Programmable Dataflows: Abstraction and Programming Model for Data Sharing
Siyuan Xia, Chris Zhu, Tapan Srivastava, Bridget Fahey, Raul Castro Fernandez
TL;DR
This work addresses the absence of abstractions in data sharing by introducing programmable dataflows built on a contract abstraction and a Contract Programming Model (CPM). It formalizes data sharing as a sequence of dataflows between agents, with goals and constraints, and allows pre-execution evaluation of dataflows through contracts that specify what data is shared, who approves, and under what conditions. CPM enables developers to implement complex sharing problems using annotated functions, supports delegated execution via data escrows, and includes optimizations such as saving intermediate data elements and short-circuiting to improve efficiency. The evaluation demonstrates the expressiveness of the contract abstraction across canonical sharing patterns, the practical effectiveness of the CPM over alternative technologies, and significant performance gains from the proposed optimizations, highlighting the potential for scalable, compliant data sharing in fraud detection, health data sharing, and ad matching.
Abstract
Data sharing is central to a wide variety of applications such as fraud detection, ad matching, and research. The lack of data sharing abstractions makes the solution to each data sharing problem bespoke and cost-intensive, hampering value generation. In this paper, we first introduce a data sharing model to represent every data sharing problem with a sequence of dataflows. From the model, we distill an abstraction, the contract, which agents use to communicate the intent of a dataflow and evaluate its consequences, before the dataflow takes place.

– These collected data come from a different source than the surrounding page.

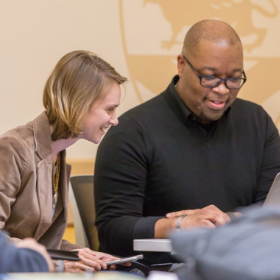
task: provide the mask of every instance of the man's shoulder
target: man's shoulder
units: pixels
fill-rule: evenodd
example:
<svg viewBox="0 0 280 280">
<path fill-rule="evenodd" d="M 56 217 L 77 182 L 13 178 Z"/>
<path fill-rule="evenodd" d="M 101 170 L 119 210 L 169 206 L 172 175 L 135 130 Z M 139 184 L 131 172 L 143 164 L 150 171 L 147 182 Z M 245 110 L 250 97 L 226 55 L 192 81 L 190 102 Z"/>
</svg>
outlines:
<svg viewBox="0 0 280 280">
<path fill-rule="evenodd" d="M 152 99 L 128 110 L 120 117 L 122 119 L 130 118 L 135 121 L 150 120 L 151 117 L 156 115 L 162 115 L 168 110 L 167 102 L 164 98 L 164 92 L 153 97 Z"/>
<path fill-rule="evenodd" d="M 136 107 L 128 110 L 125 114 L 127 115 L 134 115 L 134 114 L 141 114 L 147 110 L 154 110 L 162 107 L 165 103 L 164 92 L 161 94 L 151 98 L 148 101 L 143 102 L 142 104 L 137 105 Z"/>
<path fill-rule="evenodd" d="M 255 115 L 267 115 L 266 111 L 261 105 L 241 98 L 236 98 L 231 107 L 233 114 L 239 116 L 242 116 L 243 114 L 246 114 L 247 117 L 254 117 Z"/>
<path fill-rule="evenodd" d="M 237 98 L 231 106 L 228 120 L 232 124 L 240 125 L 244 129 L 255 127 L 266 130 L 268 127 L 276 129 L 272 118 L 265 109 L 254 102 Z"/>
<path fill-rule="evenodd" d="M 232 106 L 236 108 L 255 108 L 257 110 L 263 110 L 262 106 L 259 104 L 241 98 L 236 98 Z"/>
<path fill-rule="evenodd" d="M 109 137 L 134 137 L 136 134 L 149 134 L 149 131 L 162 125 L 168 117 L 169 106 L 164 92 L 128 110 L 119 117 L 119 124 L 111 127 L 104 140 Z M 135 134 L 135 135 L 134 135 Z M 102 140 L 102 142 L 104 142 Z"/>
</svg>

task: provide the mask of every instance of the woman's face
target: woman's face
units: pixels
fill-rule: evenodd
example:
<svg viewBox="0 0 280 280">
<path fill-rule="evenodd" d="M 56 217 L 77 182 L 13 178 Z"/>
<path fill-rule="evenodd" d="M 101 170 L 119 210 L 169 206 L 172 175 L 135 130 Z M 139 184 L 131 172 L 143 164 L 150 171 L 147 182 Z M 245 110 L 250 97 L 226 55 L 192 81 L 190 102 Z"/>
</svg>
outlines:
<svg viewBox="0 0 280 280">
<path fill-rule="evenodd" d="M 105 98 L 97 100 L 83 119 L 84 132 L 79 138 L 98 144 L 111 125 L 119 123 L 116 108 L 120 104 L 121 89 L 117 82 L 108 87 Z"/>
</svg>

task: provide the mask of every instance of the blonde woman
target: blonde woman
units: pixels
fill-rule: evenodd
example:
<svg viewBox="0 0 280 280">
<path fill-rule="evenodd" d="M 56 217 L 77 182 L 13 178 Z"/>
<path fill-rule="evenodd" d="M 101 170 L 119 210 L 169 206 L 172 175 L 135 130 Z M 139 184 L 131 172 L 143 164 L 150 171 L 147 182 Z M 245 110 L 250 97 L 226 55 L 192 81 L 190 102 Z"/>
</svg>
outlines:
<svg viewBox="0 0 280 280">
<path fill-rule="evenodd" d="M 125 81 L 89 51 L 68 53 L 46 82 L 45 111 L 0 136 L 0 229 L 15 241 L 33 237 L 47 248 L 79 250 L 81 261 L 65 261 L 58 270 L 106 269 L 104 261 L 116 259 L 62 240 L 70 177 L 65 149 L 79 139 L 97 144 L 118 124 Z"/>
</svg>

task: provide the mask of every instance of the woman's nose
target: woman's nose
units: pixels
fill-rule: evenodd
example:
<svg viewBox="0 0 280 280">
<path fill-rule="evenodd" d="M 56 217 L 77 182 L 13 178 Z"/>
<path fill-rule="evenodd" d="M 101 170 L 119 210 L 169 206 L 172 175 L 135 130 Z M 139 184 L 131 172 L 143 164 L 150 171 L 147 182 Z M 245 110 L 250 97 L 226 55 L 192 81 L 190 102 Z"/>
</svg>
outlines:
<svg viewBox="0 0 280 280">
<path fill-rule="evenodd" d="M 114 118 L 111 118 L 111 119 L 110 119 L 110 124 L 111 124 L 112 126 L 116 126 L 118 123 L 119 123 L 119 120 L 118 120 L 117 117 L 114 117 Z"/>
</svg>

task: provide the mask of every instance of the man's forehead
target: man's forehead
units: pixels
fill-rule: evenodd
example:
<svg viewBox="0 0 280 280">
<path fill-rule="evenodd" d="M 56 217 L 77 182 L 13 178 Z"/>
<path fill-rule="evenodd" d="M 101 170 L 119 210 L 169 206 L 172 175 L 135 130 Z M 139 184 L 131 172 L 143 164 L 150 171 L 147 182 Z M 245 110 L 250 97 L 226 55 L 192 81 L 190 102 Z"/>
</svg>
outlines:
<svg viewBox="0 0 280 280">
<path fill-rule="evenodd" d="M 199 46 L 187 54 L 196 70 L 203 73 L 234 73 L 243 71 L 243 51 L 237 44 L 213 43 L 202 40 Z"/>
<path fill-rule="evenodd" d="M 238 42 L 231 45 L 225 40 L 219 42 L 210 42 L 201 39 L 196 48 L 190 49 L 188 52 L 195 58 L 217 58 L 217 59 L 238 59 L 243 60 L 242 45 Z"/>
</svg>

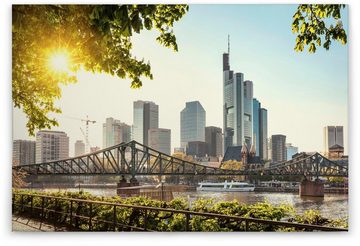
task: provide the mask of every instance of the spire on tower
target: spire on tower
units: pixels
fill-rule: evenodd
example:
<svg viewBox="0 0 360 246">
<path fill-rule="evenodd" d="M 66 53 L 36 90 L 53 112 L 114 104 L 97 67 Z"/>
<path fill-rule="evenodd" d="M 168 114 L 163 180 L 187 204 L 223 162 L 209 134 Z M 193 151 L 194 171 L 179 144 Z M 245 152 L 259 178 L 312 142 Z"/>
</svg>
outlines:
<svg viewBox="0 0 360 246">
<path fill-rule="evenodd" d="M 230 35 L 228 34 L 228 54 L 230 55 Z"/>
</svg>

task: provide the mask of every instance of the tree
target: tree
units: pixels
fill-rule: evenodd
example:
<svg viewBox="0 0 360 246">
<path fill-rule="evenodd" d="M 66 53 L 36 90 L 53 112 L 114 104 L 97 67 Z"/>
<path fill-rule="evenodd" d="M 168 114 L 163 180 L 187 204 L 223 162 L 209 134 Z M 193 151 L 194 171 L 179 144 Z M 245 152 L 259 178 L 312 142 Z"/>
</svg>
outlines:
<svg viewBox="0 0 360 246">
<path fill-rule="evenodd" d="M 187 5 L 14 5 L 12 95 L 29 134 L 58 125 L 48 114 L 61 113 L 54 105 L 59 86 L 76 82 L 80 68 L 130 78 L 132 88 L 142 86 L 142 76 L 152 79 L 150 63 L 131 54 L 132 34 L 156 29 L 156 40 L 177 51 L 172 27 L 187 11 Z M 56 55 L 65 69 L 50 68 Z"/>
<path fill-rule="evenodd" d="M 301 52 L 304 46 L 309 46 L 308 51 L 315 53 L 316 46 L 322 46 L 329 50 L 331 40 L 345 45 L 347 35 L 341 22 L 342 8 L 344 4 L 300 4 L 292 23 L 292 32 L 298 34 L 294 49 Z"/>
<path fill-rule="evenodd" d="M 243 168 L 243 163 L 236 160 L 228 160 L 222 163 L 221 169 L 240 170 Z"/>
</svg>

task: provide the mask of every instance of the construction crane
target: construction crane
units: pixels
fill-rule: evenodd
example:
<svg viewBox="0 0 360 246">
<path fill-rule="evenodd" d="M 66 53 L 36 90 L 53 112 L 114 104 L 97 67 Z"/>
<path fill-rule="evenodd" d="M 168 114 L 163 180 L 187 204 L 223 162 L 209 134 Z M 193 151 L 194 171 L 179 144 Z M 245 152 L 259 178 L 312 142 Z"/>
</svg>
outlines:
<svg viewBox="0 0 360 246">
<path fill-rule="evenodd" d="M 81 119 L 81 118 L 75 118 L 75 117 L 69 117 L 69 116 L 64 116 L 65 118 L 68 119 L 73 119 L 73 120 L 81 120 L 82 122 L 85 122 L 86 124 L 86 133 L 84 134 L 83 129 L 80 127 L 81 132 L 83 133 L 84 137 L 85 137 L 85 143 L 86 143 L 86 150 L 90 151 L 90 144 L 89 144 L 89 123 L 95 124 L 96 121 L 95 120 L 89 120 L 89 116 L 86 115 L 86 119 Z"/>
</svg>

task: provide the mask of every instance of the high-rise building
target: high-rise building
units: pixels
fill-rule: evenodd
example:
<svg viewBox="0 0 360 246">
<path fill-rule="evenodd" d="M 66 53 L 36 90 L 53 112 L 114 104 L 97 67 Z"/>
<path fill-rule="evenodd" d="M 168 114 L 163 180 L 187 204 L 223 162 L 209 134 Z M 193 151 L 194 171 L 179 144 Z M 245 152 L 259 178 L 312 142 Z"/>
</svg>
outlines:
<svg viewBox="0 0 360 246">
<path fill-rule="evenodd" d="M 253 99 L 253 138 L 256 156 L 259 156 L 263 160 L 267 160 L 267 110 L 261 108 L 261 103 L 256 98 Z"/>
<path fill-rule="evenodd" d="M 230 70 L 230 52 L 223 54 L 224 152 L 244 141 L 244 74 Z"/>
<path fill-rule="evenodd" d="M 61 131 L 36 133 L 36 163 L 69 158 L 69 137 Z"/>
<path fill-rule="evenodd" d="M 149 129 L 149 147 L 170 155 L 171 130 L 164 128 Z"/>
<path fill-rule="evenodd" d="M 205 142 L 206 112 L 199 101 L 187 102 L 180 113 L 180 145 L 186 149 L 188 142 Z"/>
<path fill-rule="evenodd" d="M 186 148 L 186 155 L 204 157 L 206 155 L 206 143 L 202 141 L 190 141 Z"/>
<path fill-rule="evenodd" d="M 268 116 L 265 108 L 260 108 L 259 119 L 259 153 L 260 158 L 263 160 L 269 159 L 268 155 Z"/>
<path fill-rule="evenodd" d="M 99 146 L 95 146 L 95 147 L 90 147 L 90 153 L 93 153 L 93 152 L 96 152 L 100 150 L 100 147 Z"/>
<path fill-rule="evenodd" d="M 159 106 L 154 102 L 134 102 L 133 140 L 148 145 L 149 129 L 159 128 Z"/>
<path fill-rule="evenodd" d="M 85 143 L 82 140 L 75 142 L 75 156 L 85 154 Z"/>
<path fill-rule="evenodd" d="M 219 157 L 223 155 L 222 130 L 220 127 L 205 127 L 206 153 L 208 156 Z"/>
<path fill-rule="evenodd" d="M 103 148 L 131 141 L 131 126 L 114 118 L 106 118 L 103 124 Z"/>
<path fill-rule="evenodd" d="M 286 161 L 286 136 L 277 134 L 271 136 L 271 160 L 273 163 Z"/>
<path fill-rule="evenodd" d="M 254 98 L 253 99 L 253 137 L 255 139 L 254 143 L 256 148 L 256 156 L 260 156 L 260 102 Z"/>
<path fill-rule="evenodd" d="M 330 147 L 334 145 L 344 147 L 344 128 L 343 126 L 324 127 L 324 154 L 329 153 Z"/>
<path fill-rule="evenodd" d="M 253 82 L 244 81 L 244 138 L 248 146 L 252 144 L 253 136 Z"/>
<path fill-rule="evenodd" d="M 35 141 L 13 141 L 13 166 L 35 163 Z"/>
<path fill-rule="evenodd" d="M 292 156 L 299 152 L 299 148 L 292 146 L 291 143 L 286 144 L 286 160 L 289 161 L 292 159 Z"/>
</svg>

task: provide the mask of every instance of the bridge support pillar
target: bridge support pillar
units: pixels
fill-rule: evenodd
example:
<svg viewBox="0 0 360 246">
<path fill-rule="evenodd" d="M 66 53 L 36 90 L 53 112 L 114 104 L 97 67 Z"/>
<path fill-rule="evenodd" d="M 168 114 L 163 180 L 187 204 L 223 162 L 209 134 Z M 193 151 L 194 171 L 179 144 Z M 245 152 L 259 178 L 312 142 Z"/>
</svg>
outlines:
<svg viewBox="0 0 360 246">
<path fill-rule="evenodd" d="M 139 186 L 139 181 L 135 177 L 132 177 L 130 179 L 130 182 L 127 182 L 126 178 L 123 175 L 123 176 L 121 176 L 119 183 L 117 183 L 116 193 L 122 197 L 140 195 L 140 188 L 131 189 L 130 187 L 132 187 L 132 186 Z"/>
<path fill-rule="evenodd" d="M 323 197 L 324 196 L 324 183 L 320 180 L 303 180 L 299 187 L 299 195 L 300 196 L 316 196 Z"/>
</svg>

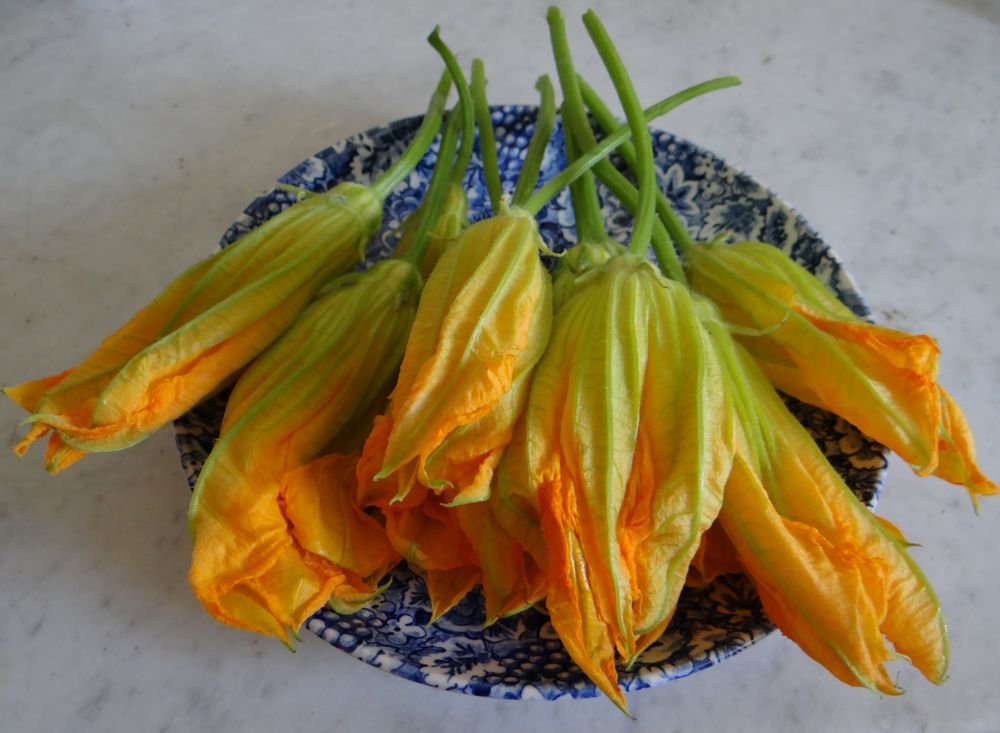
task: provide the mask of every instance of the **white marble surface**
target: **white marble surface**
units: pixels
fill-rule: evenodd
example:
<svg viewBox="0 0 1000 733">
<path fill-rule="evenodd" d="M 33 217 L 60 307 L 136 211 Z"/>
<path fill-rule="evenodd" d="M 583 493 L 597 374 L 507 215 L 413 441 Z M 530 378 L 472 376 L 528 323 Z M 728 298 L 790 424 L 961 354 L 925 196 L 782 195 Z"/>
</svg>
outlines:
<svg viewBox="0 0 1000 733">
<path fill-rule="evenodd" d="M 7 0 L 0 21 L 0 382 L 57 371 L 212 251 L 255 191 L 328 143 L 414 114 L 439 21 L 496 102 L 551 70 L 544 4 Z M 937 335 L 943 383 L 1000 476 L 1000 5 L 599 3 L 644 99 L 746 84 L 664 125 L 796 204 L 877 316 Z M 567 3 L 570 17 L 584 8 Z M 583 71 L 603 79 L 571 24 Z M 607 84 L 602 84 L 604 89 Z M 5 442 L 21 414 L 0 404 Z M 895 464 L 882 511 L 950 619 L 951 678 L 844 687 L 787 640 L 633 695 L 500 702 L 420 687 L 306 638 L 223 628 L 188 591 L 187 491 L 163 431 L 50 478 L 0 456 L 4 731 L 998 731 L 997 519 Z"/>
</svg>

This helps agents move towards a common sharing goal without violating any regulatory and privacy constraints. Then, we design and implement the contract programming model (CPM), which allows agents to program data sharing applications catered to each problem's needs. Contracts permit data sharing, but their interactive nature may introduce inefficiencies. To mitigate those inefficiencies, we extend the CPM so that it can save intermediate outputs of dataflows, and skip computation if a dataflow tries to access data that it does not have access to. In our evaluation, we show that 1) the contract abstraction is general enough to represent a wide range of sharing problems, 2) we can write programs for complex data sharing problems and exhibit qualitative improvements over other alternate technologies, and 3) quantitatively, our optimizations make sharing programs written with the CPM efficient.